Rolf Engelke* über die Pseudo-Jobmaschine Flughafen und die Einkehr kapitalistischer Normalität im Edel-Business

Wer hierzulande dem Volke Arbeitsplätze verspricht, der verspricht sich davon, dass ihm die Herzen zufliegen. Das gilt nicht nur für Krisenzeiten, das gilt auch nicht allein für den gegenwärtigen Vorwahlkampf, wo eine Allparteienkoalition mit dem »Thema Nr. 1«, dem »Arbeitsplatzthema«, auf Stimmenfang geht: Alles, was Arbeit schafft, ist »sozial«, tönt es von Schröder bis Merkel. Und so wird die permanente Aushöhlung sozialer Standards von der herrschenden Politik als sich letztlich auszahlende soziale Wohltat verkauft. Denn allein die »Vollkasko-Mentalität« am Standort Deutschland verhindere das geforderte Wirtschaftswachstum. Die »rot-grüne« Regierung hat mit der beschleunigten Zerstörung sozialstaatlicher Regularien begonnen; das aktuelle CDU-Wahlprogramm verspricht, diese Politik fortzuschreiben - aber natürlich viel effektiver als die nach sieben Jahren Regierung und Sozialdemontage ausgebrannten »Rot-Grünen«.

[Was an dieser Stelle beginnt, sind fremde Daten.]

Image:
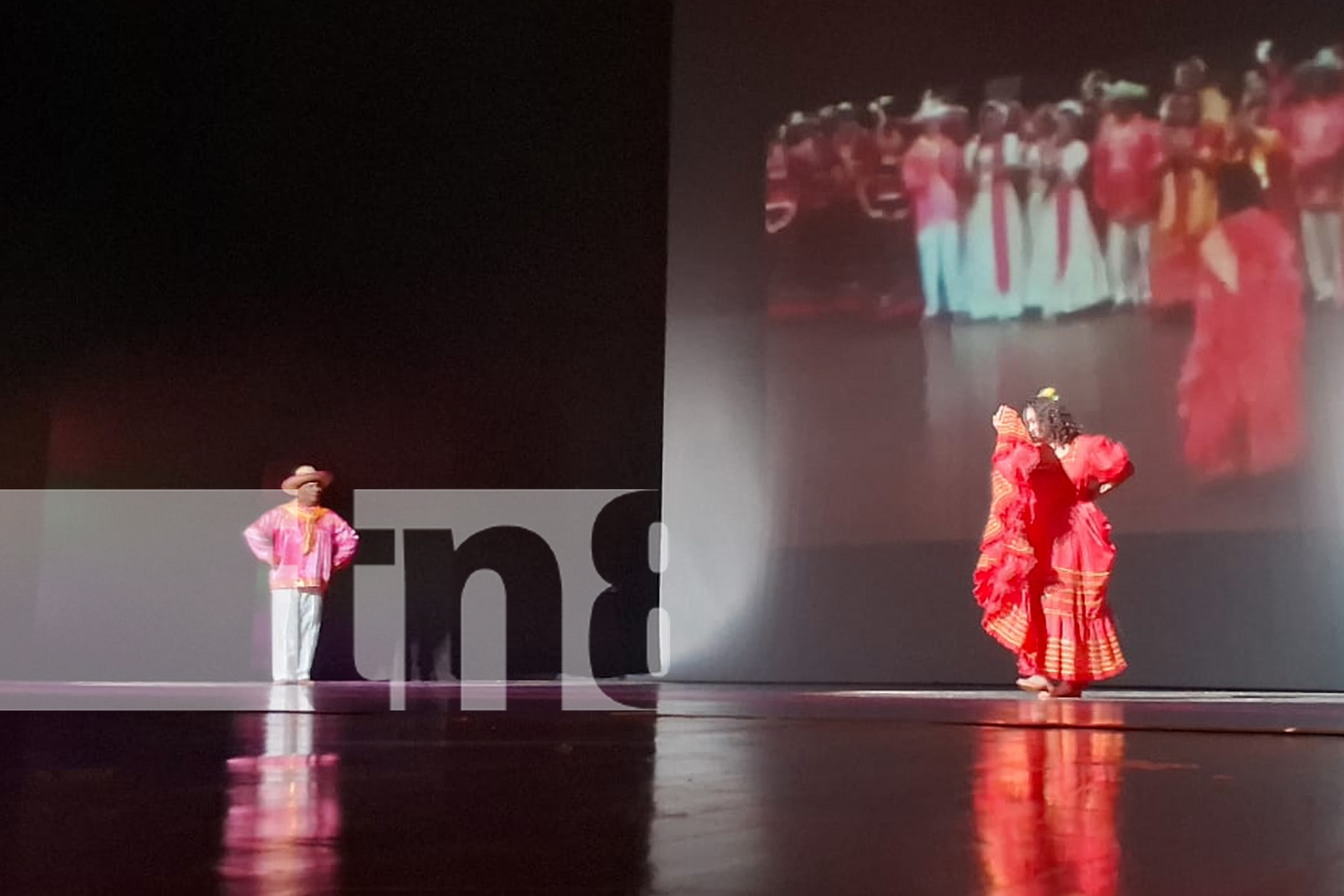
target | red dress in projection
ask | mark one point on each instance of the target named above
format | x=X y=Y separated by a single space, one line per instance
x=1241 y=384
x=1046 y=555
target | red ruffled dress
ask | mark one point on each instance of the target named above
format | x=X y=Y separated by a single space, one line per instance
x=1046 y=555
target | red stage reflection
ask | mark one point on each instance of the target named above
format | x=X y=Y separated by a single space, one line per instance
x=1046 y=814
x=284 y=810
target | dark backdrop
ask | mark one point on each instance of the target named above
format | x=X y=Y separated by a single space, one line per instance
x=419 y=244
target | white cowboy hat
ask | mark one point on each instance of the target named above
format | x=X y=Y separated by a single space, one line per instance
x=1126 y=90
x=303 y=476
x=930 y=108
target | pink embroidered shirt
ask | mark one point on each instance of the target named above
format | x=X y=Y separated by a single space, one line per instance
x=303 y=546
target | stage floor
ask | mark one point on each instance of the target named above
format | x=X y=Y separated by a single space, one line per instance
x=667 y=788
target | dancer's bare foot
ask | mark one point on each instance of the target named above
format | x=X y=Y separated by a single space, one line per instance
x=1034 y=683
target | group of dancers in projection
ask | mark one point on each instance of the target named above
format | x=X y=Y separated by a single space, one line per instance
x=1051 y=210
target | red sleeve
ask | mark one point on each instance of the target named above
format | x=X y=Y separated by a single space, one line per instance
x=1107 y=461
x=1101 y=174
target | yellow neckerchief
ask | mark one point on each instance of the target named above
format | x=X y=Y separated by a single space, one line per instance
x=308 y=519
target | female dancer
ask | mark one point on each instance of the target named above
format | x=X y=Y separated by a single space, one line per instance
x=1046 y=552
x=1241 y=386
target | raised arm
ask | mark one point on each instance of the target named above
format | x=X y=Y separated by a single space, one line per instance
x=1107 y=463
x=344 y=543
x=261 y=538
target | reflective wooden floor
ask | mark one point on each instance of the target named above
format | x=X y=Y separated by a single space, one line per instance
x=676 y=788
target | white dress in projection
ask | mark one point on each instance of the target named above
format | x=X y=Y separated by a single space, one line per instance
x=994 y=277
x=1066 y=271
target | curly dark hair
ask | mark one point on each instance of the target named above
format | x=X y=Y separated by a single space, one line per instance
x=1056 y=425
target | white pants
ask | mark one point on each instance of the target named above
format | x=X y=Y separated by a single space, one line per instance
x=940 y=260
x=296 y=614
x=1128 y=249
x=1322 y=242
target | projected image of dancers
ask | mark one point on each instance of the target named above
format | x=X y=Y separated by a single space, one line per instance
x=1168 y=239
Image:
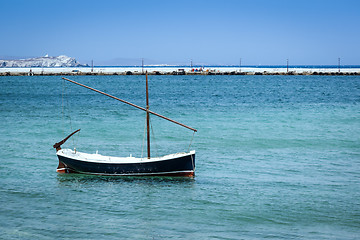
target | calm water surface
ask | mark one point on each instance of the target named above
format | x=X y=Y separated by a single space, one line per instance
x=277 y=157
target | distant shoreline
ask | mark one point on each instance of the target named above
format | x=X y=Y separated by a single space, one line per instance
x=183 y=70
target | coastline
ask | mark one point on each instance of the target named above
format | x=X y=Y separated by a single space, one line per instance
x=177 y=70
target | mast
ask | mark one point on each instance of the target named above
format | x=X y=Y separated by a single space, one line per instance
x=147 y=117
x=131 y=104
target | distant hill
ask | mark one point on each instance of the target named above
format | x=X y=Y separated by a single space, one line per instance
x=46 y=61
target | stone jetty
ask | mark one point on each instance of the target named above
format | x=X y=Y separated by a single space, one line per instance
x=64 y=71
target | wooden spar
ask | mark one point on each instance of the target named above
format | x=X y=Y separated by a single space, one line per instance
x=147 y=117
x=58 y=145
x=131 y=104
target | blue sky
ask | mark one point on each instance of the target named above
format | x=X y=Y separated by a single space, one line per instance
x=113 y=32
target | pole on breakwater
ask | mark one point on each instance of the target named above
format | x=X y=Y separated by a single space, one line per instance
x=287 y=65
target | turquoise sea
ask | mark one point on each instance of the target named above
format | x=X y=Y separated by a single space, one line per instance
x=277 y=157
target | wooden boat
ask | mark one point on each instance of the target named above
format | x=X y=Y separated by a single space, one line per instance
x=73 y=161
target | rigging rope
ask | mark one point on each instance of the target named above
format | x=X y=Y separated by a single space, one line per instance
x=64 y=96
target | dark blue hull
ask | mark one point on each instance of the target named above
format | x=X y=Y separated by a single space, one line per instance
x=181 y=166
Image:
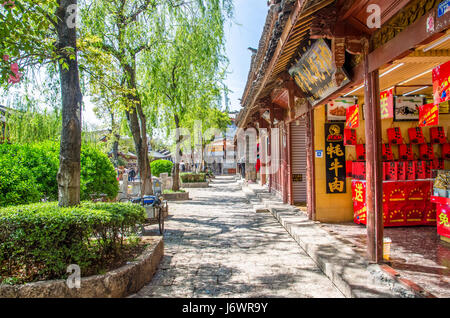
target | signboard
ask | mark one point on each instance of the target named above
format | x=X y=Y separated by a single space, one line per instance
x=387 y=104
x=315 y=73
x=352 y=117
x=428 y=115
x=406 y=108
x=337 y=109
x=335 y=158
x=441 y=83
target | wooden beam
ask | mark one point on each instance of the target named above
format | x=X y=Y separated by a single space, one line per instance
x=310 y=165
x=413 y=36
x=374 y=177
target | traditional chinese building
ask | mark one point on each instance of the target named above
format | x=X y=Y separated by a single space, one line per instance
x=318 y=58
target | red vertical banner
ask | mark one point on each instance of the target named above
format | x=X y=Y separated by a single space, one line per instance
x=441 y=83
x=352 y=117
x=429 y=115
x=387 y=104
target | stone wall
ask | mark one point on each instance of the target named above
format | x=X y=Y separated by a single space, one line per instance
x=121 y=282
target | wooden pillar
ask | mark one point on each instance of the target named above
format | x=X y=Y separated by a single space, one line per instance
x=290 y=197
x=270 y=149
x=310 y=165
x=291 y=115
x=374 y=186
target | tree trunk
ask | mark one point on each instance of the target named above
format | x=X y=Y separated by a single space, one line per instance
x=69 y=166
x=176 y=166
x=116 y=136
x=138 y=126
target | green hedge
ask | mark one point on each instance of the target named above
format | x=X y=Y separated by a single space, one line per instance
x=189 y=177
x=161 y=166
x=41 y=240
x=28 y=173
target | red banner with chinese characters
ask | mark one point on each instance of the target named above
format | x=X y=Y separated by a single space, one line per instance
x=441 y=83
x=352 y=117
x=387 y=104
x=404 y=203
x=429 y=115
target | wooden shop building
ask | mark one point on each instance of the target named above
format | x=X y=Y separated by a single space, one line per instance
x=350 y=84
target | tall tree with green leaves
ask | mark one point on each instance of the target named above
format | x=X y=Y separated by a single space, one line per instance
x=121 y=31
x=35 y=33
x=187 y=71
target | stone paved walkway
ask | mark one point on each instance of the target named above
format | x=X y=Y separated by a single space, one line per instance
x=217 y=246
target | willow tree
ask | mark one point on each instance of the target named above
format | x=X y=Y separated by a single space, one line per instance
x=123 y=30
x=189 y=67
x=36 y=33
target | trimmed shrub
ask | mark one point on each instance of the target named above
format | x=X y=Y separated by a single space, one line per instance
x=41 y=240
x=97 y=174
x=161 y=166
x=28 y=173
x=189 y=177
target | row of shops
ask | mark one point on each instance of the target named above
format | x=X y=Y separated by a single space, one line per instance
x=359 y=93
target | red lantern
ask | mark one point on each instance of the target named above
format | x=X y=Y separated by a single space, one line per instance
x=437 y=135
x=405 y=152
x=416 y=135
x=395 y=136
x=349 y=137
x=426 y=152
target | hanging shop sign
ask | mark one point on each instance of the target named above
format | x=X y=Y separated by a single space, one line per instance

Auch der geplante Ausbau des Frankfurter Flughafens, der um eine zusätzliche Landebahn, ein Terminal und eine Wartungshalle für den Großraum-Airbus A-380 erweitert werden soll - im September soll mit den Rodungen für den Bau der Halle und mit dem Erörterungstermin für das Landebahnprojekt begonnen werden -, wird als »soziale Wohltat« angepriesen. Als angebliche »Jobmaschine« der Region verspricht der Flughafenausbau Arbeitsplätze in geradezu unglaublichen Dimensionen zu schaffen. Schon die Mediation zur Flughafenerweiterung kam in ihrem ökonomischen Teil zu dem Ergebnis, dass bei einem Ausbau »mit voller Kapazität« 57 000 neue (sic!) Arbeitsplätze am Flughafen und in der Region entstehen würden. Im Kleingedruckten des entsprechenden Gutachtens ist allerdings zu lesen: »Lediglich bei einem marktgerechten Anstieg der Flugbewegungen ist mit einem weiteren Wachstum von Beschäftigung und Einkommen zu rechnen.« [1] Da ein Nachtflugverbot beispielsweise eine »nicht-marktgerechte« Einschränkung der unternehmerischen Freiheit der im Luftverkehr tätigen Betriebe mit sich bringt, stehen die freihändigen Prognosen der Mediation unter Vorbehalt.

Das hält die Ausbaubefürworter keineswegs davon ab, weiterhin mit gigantischen Arbeitsplatzversprechen Stimmung und Politik zu machen. »Wir schaffen jeden Tag vier neue Arbeitsplätze!« Wenn diese von FRAPORT-Arbeitsdirektor Michel produzierte Schlagzeile (FR, 15. Februar 2001) irgendeine Realität transportieren würde, müssten am Flughafen mittlerweile mindestens zehntausend Beschäftigte mehr als die z.Zt. ca. 63 000 ihr Auskommen finden. Aber im Endergebnis kommt es offensichtlich auf einige Zehntausende mehr oder weniger nicht an. Der Vorstandsvorsitzende von FRAPORT, Bender, verdoppelte Ende 2003 kurzerhand die Mediationszahlen und setzte die Zahl von 100 000 zusätzlichen Arbeitsplätzen (bis 2015) in die Welt. Für den Fall, dass »der Ausbau der Flughafeninfrastruktur unter ökologischer Abwägung« zugleich die A 380-Halle und ein weiteres Terminal mit umfasse. (Vgl. www.verkehrsforum.de/publikationen/netinfo/netinfo0363.html externer Link)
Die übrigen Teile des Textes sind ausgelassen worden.